Oracle-owned internet performance firm blames outgone government
April 11, 2018 By Mohamed Massaquoi
The internet in Sierra Leone was abruptly shut down on March 31 (run-off election day) much to the consternation of users. A report by Oracle-owned internet performance firm has since blamed the then government of Sierra Leone for the internet cut on Election Day.
“The latter country [Sierra Leone] also had a big outage on April 1, but that may well have been down to government action–African governments are notorious for interfering with citizens’ internet access, particularly around election time or during periods of unrest,” the report stated while acknowledging there was a disruption to the submarine cable that connects countries in the sub-region.
The National Telecommunications Commission (NATCOM), which regulates the telecom industry, denied any responsibility in the wake of the interruption as citizens pointed accusing fingers at them.
“The Commission views this misinformation with utter dismay and a calculated ploy to tarnish its image, and therefore inclined to set the record straight. The commission wishes to reiterate that as the national regulatory authority of the ICT sector, it does not provide ICT services nor does it operate a mobile network. The commission also wishes it to be made known that it did not at any time order any mobile network operator to block or suspend its internet services to the public. In fact, the commission equally suffered the said internet service disruption during this period.

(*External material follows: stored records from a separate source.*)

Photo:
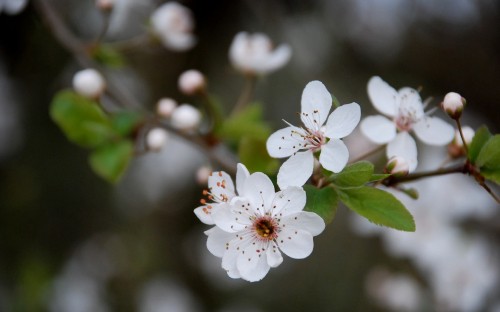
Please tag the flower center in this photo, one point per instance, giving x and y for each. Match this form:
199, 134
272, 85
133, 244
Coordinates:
266, 228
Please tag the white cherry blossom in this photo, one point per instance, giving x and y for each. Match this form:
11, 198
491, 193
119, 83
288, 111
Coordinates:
404, 112
254, 54
300, 143
220, 192
250, 236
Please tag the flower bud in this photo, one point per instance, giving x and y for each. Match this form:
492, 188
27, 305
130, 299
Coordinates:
89, 83
202, 175
453, 104
156, 139
398, 166
192, 82
166, 107
456, 147
186, 117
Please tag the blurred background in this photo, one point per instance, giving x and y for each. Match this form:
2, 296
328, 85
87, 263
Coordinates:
71, 242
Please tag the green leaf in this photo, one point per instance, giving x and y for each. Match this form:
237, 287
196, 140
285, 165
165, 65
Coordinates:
247, 123
489, 155
379, 207
108, 56
81, 119
480, 138
323, 202
253, 153
126, 122
111, 160
354, 175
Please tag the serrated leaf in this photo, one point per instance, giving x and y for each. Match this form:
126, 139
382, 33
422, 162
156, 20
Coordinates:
81, 119
323, 202
489, 155
247, 123
480, 138
126, 122
111, 160
379, 207
354, 175
253, 153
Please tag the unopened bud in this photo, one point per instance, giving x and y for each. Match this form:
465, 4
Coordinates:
202, 175
105, 5
456, 147
397, 165
185, 117
453, 104
156, 139
166, 107
192, 82
89, 83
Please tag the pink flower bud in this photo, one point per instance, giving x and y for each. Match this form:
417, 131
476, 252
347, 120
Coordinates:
453, 104
192, 82
89, 83
397, 165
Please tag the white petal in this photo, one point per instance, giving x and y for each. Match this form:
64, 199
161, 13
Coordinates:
296, 170
434, 131
252, 264
290, 200
241, 175
221, 186
259, 189
231, 219
304, 220
383, 97
274, 257
295, 243
217, 241
404, 146
378, 129
285, 142
334, 155
204, 214
343, 120
315, 105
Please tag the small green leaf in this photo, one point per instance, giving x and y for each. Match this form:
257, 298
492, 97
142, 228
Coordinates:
81, 119
489, 155
246, 123
379, 207
126, 122
323, 202
253, 153
108, 56
111, 160
354, 175
480, 138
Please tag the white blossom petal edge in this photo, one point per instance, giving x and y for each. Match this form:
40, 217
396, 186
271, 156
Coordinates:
250, 236
302, 142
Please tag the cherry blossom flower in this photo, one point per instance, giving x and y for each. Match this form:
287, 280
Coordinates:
254, 54
300, 143
173, 24
405, 112
250, 234
220, 192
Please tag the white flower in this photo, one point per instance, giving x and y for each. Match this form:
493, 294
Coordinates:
173, 24
89, 83
254, 54
406, 112
220, 192
191, 82
250, 234
185, 117
302, 142
12, 7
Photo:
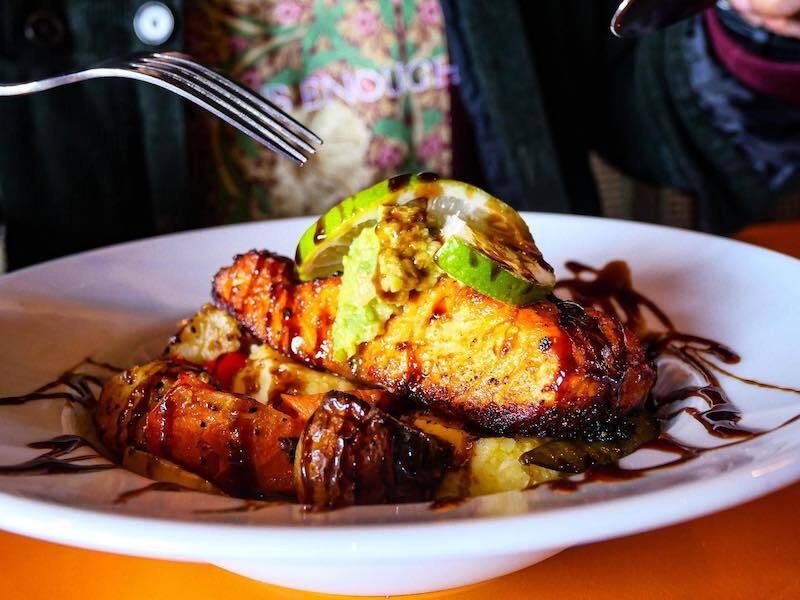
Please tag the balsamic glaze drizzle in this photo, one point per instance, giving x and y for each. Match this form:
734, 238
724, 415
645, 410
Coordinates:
77, 387
610, 289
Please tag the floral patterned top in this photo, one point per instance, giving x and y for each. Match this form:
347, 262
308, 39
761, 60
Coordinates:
371, 77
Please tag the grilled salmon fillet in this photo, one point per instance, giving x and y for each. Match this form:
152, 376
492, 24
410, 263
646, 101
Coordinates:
549, 369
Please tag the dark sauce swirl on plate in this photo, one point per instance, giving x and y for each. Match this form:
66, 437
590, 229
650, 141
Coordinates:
609, 288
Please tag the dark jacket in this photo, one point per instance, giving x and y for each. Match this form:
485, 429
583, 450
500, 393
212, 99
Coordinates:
543, 82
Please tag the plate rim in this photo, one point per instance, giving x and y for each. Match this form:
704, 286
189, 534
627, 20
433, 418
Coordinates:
340, 538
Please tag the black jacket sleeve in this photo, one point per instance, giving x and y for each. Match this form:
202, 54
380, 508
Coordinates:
91, 163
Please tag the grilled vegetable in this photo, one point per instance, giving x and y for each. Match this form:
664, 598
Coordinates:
575, 456
353, 453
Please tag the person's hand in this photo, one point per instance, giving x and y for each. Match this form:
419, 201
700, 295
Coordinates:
781, 17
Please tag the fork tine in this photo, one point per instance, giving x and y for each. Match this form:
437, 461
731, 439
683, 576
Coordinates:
218, 106
226, 92
251, 96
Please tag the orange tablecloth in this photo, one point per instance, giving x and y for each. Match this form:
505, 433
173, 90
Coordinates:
752, 551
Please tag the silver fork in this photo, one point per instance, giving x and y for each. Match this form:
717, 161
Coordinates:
232, 102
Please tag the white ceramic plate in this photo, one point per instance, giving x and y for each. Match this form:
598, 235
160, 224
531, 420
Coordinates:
121, 303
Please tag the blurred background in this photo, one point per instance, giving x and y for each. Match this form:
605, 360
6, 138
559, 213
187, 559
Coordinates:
696, 126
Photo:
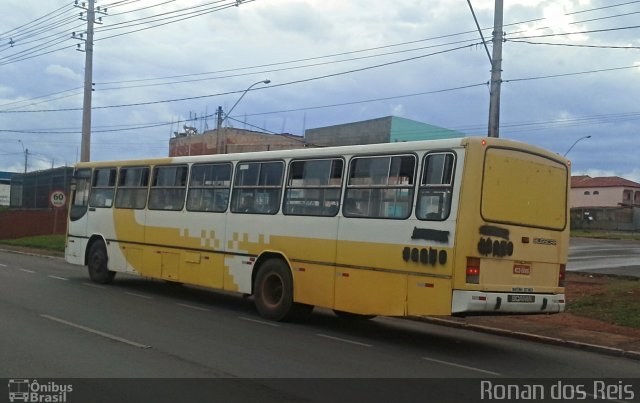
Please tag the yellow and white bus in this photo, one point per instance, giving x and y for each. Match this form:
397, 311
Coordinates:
456, 226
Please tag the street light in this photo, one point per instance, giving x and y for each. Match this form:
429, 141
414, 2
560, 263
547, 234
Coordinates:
576, 142
226, 115
26, 155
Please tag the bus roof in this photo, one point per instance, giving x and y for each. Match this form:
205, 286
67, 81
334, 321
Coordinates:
400, 147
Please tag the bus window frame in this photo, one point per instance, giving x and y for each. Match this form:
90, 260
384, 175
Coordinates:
332, 212
412, 188
437, 188
215, 188
164, 206
120, 187
102, 191
77, 211
236, 191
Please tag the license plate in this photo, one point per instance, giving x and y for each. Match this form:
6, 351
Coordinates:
521, 298
522, 269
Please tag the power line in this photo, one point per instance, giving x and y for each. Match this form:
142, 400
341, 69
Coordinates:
592, 31
261, 88
262, 72
574, 45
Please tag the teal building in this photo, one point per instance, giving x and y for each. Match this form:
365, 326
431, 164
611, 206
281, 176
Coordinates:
389, 129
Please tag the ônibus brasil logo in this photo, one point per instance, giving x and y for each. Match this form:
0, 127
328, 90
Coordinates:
25, 390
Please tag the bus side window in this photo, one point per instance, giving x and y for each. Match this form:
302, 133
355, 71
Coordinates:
81, 185
209, 187
257, 187
168, 187
132, 190
380, 187
436, 186
313, 187
103, 187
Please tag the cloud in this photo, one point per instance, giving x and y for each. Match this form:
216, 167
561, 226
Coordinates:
63, 72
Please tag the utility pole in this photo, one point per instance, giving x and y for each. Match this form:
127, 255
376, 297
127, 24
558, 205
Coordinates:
496, 71
85, 152
85, 149
218, 124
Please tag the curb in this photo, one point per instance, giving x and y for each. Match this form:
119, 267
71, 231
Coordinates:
634, 355
30, 253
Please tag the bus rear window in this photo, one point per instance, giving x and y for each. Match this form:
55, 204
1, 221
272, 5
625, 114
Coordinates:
524, 189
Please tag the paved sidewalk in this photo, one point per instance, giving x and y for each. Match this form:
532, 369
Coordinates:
560, 329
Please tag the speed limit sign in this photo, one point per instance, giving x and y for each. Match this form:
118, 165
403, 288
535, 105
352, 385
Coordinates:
58, 198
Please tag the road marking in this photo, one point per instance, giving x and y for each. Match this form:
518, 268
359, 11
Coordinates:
194, 307
357, 343
259, 321
95, 286
96, 332
133, 294
484, 371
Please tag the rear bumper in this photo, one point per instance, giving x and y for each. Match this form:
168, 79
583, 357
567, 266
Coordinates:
474, 302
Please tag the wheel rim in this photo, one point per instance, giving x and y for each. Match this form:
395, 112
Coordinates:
97, 262
272, 290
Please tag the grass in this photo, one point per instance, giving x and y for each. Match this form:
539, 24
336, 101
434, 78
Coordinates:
628, 235
617, 301
48, 242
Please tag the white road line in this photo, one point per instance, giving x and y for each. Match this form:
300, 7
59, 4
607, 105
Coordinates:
133, 294
194, 307
484, 371
95, 286
357, 343
259, 321
96, 332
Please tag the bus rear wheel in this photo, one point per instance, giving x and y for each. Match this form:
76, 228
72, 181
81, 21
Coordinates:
273, 291
98, 264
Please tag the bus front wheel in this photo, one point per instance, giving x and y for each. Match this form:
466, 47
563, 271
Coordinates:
273, 290
98, 264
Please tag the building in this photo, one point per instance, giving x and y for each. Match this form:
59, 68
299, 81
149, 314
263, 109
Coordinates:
230, 140
605, 203
389, 129
608, 191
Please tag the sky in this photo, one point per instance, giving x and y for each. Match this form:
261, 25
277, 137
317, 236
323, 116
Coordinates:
571, 69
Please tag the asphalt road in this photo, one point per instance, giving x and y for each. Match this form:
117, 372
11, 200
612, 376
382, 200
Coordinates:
57, 324
604, 256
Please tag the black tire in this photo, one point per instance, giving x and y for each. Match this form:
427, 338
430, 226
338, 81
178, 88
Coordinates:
99, 264
352, 316
273, 291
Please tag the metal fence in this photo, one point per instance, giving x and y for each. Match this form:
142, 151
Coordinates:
32, 190
606, 218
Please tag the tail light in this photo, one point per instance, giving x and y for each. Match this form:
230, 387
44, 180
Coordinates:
473, 270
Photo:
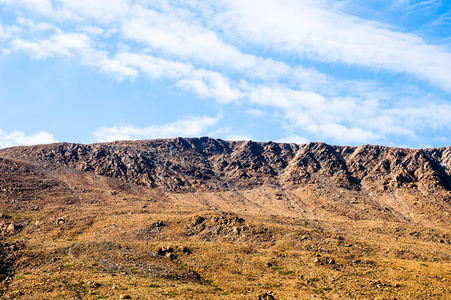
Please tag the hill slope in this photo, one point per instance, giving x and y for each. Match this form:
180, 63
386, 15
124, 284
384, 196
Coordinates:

The commission hereby takes this opportunity to inform the general public that internet access to Sierra Leone is mainly through the Africa coast to Europe (ace) submarine cable which is managed by the Sierra Leone Cable Company (SALCAB),” the commission stated in a public notice.
They continued that as a responsible regulator, the Commission contacted SALCAB and that they were informed there was a problem with the submarine cable in Mauritania which disrupted service to Sierra Leone.
“The responsibility of ensuring constant internet access to Sierra Leone falls totally under the purview of SALCAB. NATCOM only provides oversight to ensure that such access is provided according to standard international best practice at affordable prices,” the release stated.
It could be recalled that a Concord Times investigative team had reported that NACTOM had plans to ‘control’ social media ahead of crucial multitier elections on March 7.
NATCOM’s chair and head of the All Peoples Congress in Koinadugu, Momoh Konteh, vehemently denied the claim.
But Deputy Minister of Information and Communications in the former administration, Cornelius Deveaux, said without mincing his words that government would not hesitate to shut down social media if users continue to create what he referred to as insecurity and pose threat to the peace of Sierra Leone.
Many internet users in the country say the shutdown was a deliberate ploy by NATCOM and some operatives in the former government to prevent the National Elections Commission and the then opposition party from using the internet to tally votes from across the country.